I managed to book a stay in the beautiful village of Pigna which is located on the side of a hill and this was one of the best stays I have been on my travels so far. Staying in an apartment overlooking the river, I had excellent views of the surrounding area and the other part of Pigna located on top of the hill. I was quite fortunate to be staying near the main road where there was a restaurant and a bar, a little bit busy but luckily I didn’t need to reserve and the wait wasn’t too long.
One day, I managed to explore the rest of Pigna by doing a run through the side streets and alleyways, all going up and up, running on cobbled streets. By the time I got to the top I was dripping sweat and it wasn’t a long hill to run up. However the view from up here was stunning and the church was beautiful. When the bells rang out (whilst there was no other soul in sight) was just a beautiful feeling. The only other sound I heard first thing in the morning was the birds chirping away nearby. I was thinking if any visitors were staying in a few of the guesthouses in the hilltop side of Pigna, well, it’s going to be a bit of a struggle to lug the luggage. Plenty of rest stops on the way is recommended.

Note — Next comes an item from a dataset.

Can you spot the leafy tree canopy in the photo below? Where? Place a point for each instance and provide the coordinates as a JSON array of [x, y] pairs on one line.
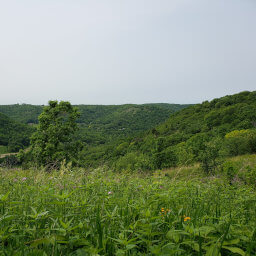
[[53, 141]]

The last place I stopped off was about 2km away in the village of Castelvittorio which is even higher up than Pigna. This place is a lot less touristy than the other villages but still has a nice square, some pretty streets and some restaurants. The church bells which ring out here can also be heard in the valley down below. This village marks the end of the Nervia Valley and then the Italian Alps begin. If doing a road trip to all these villages in one day, then turning around here and doing a non stop drive back to Ventimiglia will take about thirty five minutes.

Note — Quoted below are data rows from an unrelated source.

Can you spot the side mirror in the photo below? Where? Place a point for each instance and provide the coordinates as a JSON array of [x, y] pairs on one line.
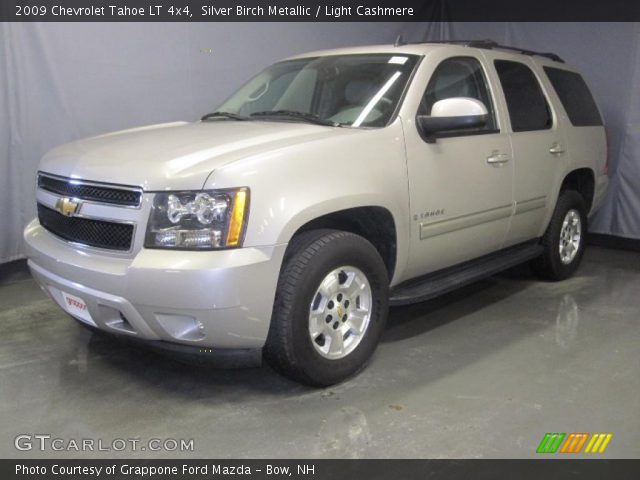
[[452, 114]]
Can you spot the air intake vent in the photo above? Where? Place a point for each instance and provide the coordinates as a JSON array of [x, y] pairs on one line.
[[93, 233]]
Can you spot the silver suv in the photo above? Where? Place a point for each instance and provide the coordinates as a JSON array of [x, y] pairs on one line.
[[328, 187]]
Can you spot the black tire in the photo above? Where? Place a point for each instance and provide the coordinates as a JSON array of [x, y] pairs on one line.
[[310, 257], [549, 265]]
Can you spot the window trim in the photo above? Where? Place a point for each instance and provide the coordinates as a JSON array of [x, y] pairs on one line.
[[545, 95], [492, 110]]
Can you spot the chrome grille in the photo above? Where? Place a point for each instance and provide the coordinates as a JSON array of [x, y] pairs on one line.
[[87, 231], [114, 195]]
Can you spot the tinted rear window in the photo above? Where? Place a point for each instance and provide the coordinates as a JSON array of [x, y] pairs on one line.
[[575, 97], [527, 105]]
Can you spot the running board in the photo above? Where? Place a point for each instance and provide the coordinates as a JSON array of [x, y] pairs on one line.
[[435, 284]]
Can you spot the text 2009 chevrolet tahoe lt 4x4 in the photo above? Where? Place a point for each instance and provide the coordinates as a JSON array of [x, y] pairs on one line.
[[326, 188]]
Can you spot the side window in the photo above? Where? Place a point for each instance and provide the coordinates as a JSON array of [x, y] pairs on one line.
[[575, 97], [528, 108], [459, 77]]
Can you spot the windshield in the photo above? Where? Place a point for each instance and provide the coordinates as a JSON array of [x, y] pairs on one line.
[[353, 90]]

Another side road trip I did in the Nervia Valley is the road (known as the SP-68 and then turns into the SP-70 and then SP-92) which turns off from the main road just north of Dolceacqua and heads towards Rocchetta Nervina (clearly signposted) and then winds down the valley through some beautiful villages and comes out at another main road (known as the SS20 and is the main road which runs from Ventimiglia in the south to Tende in France before coming out of the mountains near the city of Cuneo in Italy). This road would be an excellent way to head back to Ventimiglia and the beaches but I would recommend doing this in the daylight as there are a few tight twists and turns on the road.

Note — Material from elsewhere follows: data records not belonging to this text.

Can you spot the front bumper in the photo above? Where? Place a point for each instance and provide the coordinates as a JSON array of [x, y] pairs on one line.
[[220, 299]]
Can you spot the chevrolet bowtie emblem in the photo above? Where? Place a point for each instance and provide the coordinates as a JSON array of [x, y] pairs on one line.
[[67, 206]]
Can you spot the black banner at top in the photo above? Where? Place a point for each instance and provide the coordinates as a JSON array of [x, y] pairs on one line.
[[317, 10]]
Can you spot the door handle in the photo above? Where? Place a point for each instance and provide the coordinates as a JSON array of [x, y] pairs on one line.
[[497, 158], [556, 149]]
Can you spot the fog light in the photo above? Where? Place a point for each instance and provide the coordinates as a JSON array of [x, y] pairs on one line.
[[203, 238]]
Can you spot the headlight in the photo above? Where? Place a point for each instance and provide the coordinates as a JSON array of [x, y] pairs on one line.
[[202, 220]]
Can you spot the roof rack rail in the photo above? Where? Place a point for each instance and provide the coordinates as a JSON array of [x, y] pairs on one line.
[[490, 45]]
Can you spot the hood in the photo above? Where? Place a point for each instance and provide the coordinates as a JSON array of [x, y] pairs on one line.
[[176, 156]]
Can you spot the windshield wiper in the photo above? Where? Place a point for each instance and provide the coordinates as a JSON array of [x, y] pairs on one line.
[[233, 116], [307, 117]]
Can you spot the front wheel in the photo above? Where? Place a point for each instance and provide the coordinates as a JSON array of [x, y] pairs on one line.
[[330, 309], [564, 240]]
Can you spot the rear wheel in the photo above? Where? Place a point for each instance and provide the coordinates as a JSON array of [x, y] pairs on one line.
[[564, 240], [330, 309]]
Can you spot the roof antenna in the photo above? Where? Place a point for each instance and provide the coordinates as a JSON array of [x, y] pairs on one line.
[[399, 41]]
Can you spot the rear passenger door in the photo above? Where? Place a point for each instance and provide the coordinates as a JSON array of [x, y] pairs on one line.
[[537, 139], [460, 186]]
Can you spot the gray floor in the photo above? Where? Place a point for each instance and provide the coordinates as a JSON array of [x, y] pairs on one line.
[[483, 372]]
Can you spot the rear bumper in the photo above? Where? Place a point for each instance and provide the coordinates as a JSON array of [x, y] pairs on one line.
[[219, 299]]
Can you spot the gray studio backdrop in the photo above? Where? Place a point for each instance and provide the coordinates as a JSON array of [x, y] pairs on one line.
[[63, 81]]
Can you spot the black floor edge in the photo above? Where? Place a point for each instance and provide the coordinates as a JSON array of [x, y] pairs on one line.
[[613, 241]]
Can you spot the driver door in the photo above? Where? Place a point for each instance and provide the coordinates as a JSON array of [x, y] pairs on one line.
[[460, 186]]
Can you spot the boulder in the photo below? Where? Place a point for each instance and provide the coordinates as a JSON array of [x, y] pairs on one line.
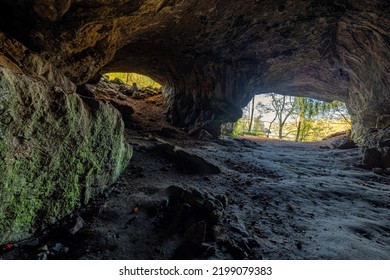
[[57, 148]]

The Liguria region of Italy has a lot of surprises and this is one of them. It’s not all about hitting the beaches (which of course is worth a visit if you love the sun, sand and sea) but exploring this region is totally recommended. Whilst staying in Pigna I hired a car and spent a week here. The area is cheaper to rent accommodation than the French Riviera but if you still want to visit that area, Pigna to Monaco is about fifty minute drive whilst Nice is over an hour. I did this a couple of times and it wasn’t a problem with traffic. Also another place to check out in Liguria which is an hour’s drive from Pigna is the caves in Toriano.
I fell in love with this area and I hope to come back again, this time with a bike to do some cycling or some hiking. The area is just truly amazing and a hidden gem.
Have you been to the Nervia Valley? I would love to hear your views and if so, where would you also recommend?